PROBLEMATIC pigeons will no longer be able to nest under the railway bridge on Chepstow Road thanks to nets installed after a story appeared in the Argus in June.
Network Rail put up the nets after councillors raised concerns about safety, adding the birds were so foul they made worshippers reluctant to go to a nearby mosque.
Maindee residents had hoped for a solution for years and say they are delighted action has finally been taken.
Worshippers at the Shahporan Bangladeshi Jam’e Mosque had to walk underneath the bridge to get to prayers, but many felt the pigeon mess made it difficult to be clean before entering the mosque, a requirement in Islam.
Others said the pigeon prevalence was dangerous as people had slipped over on the droppings.
Councillor Christine Jenkins said her husband noticed workmen installing the netting last week. “I want to say ‘Thank you’ to Network Rail”, she said. “It has been installed since we put it in the paper and it’s a good result. We have waited a long time to have netting put under the bridge. It’s nice to know Network Rail is listening to the public. It’s going to have a good effect on the community – they have been fighting for years for it.”

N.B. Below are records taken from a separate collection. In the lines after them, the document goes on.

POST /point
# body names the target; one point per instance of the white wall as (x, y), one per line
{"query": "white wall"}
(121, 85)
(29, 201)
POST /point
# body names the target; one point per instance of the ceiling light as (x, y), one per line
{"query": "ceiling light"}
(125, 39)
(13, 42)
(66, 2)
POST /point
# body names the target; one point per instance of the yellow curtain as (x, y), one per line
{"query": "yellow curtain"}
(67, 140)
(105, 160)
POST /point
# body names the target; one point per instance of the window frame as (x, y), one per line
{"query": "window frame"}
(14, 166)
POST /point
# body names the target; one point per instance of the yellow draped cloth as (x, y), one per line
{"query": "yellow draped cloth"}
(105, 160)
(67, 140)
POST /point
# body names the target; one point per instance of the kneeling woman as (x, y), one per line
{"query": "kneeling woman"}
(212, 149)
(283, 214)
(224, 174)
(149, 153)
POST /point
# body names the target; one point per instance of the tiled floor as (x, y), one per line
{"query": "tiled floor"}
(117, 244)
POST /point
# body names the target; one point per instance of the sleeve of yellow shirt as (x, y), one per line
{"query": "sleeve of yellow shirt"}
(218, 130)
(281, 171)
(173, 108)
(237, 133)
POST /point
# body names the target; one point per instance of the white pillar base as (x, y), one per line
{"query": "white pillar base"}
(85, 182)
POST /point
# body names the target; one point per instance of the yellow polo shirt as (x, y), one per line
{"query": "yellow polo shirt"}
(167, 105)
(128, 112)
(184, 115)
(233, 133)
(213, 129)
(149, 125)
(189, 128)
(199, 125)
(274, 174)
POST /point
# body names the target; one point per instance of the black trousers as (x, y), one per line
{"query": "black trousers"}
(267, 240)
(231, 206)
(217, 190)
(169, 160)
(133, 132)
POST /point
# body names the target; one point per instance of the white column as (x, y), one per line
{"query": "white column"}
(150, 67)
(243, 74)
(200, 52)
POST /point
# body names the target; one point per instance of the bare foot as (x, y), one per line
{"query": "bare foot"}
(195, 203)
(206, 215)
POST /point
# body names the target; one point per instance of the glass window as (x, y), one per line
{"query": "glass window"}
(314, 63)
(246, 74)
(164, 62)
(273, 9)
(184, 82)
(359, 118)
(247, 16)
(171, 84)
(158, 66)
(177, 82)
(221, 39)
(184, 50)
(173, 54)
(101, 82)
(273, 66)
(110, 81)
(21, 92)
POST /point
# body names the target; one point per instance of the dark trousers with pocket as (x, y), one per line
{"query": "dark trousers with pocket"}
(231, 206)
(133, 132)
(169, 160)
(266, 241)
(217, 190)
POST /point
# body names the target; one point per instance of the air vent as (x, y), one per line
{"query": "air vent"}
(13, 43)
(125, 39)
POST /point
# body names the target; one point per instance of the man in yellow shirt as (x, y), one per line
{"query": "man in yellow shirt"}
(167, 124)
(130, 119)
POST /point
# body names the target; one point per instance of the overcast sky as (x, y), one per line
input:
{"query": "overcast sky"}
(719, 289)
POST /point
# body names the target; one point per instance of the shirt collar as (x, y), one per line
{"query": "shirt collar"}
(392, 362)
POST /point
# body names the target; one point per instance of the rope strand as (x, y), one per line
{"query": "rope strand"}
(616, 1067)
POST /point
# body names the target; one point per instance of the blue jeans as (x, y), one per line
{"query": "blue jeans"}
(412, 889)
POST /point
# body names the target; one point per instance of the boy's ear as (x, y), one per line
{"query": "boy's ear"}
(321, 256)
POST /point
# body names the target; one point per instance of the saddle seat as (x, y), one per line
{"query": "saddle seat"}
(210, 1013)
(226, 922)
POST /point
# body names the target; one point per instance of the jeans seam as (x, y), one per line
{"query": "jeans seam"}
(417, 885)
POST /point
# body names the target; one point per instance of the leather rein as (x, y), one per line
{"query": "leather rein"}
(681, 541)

One worshipper, Abbas Meah, 75, who has lived in Maindee since 1962, said the pigeons had been a serious problem. “People must walk through pigeon mess on both sides of the bridge,” he said prior to the nets being installed. “People can’t pray like this.”
Majid Rahman, councillor for Victoria ward, said the walls had been “grubby with pigeon mess. It’s a health and safety issue. Someone badly hurt their hand as a result of droppings on a metal grate.”
Cllrs Rahman and Jenkins delivered a leaflet to Maindee residents last week saying the nets had been installed “to protect you from pigeon droppings” after talks with the council’s street scene department, Network Rail and Maindee Action Group.
A Network Rail spokesman said previously: “Network Rail has a responsibility to taxpayers to ensure that it spends its limited public funds wisely.
“When looking at the problem and nuisance we know pigeons cause, we look at the scale of the problem and undertake a risk assessment to make an informed judgement.”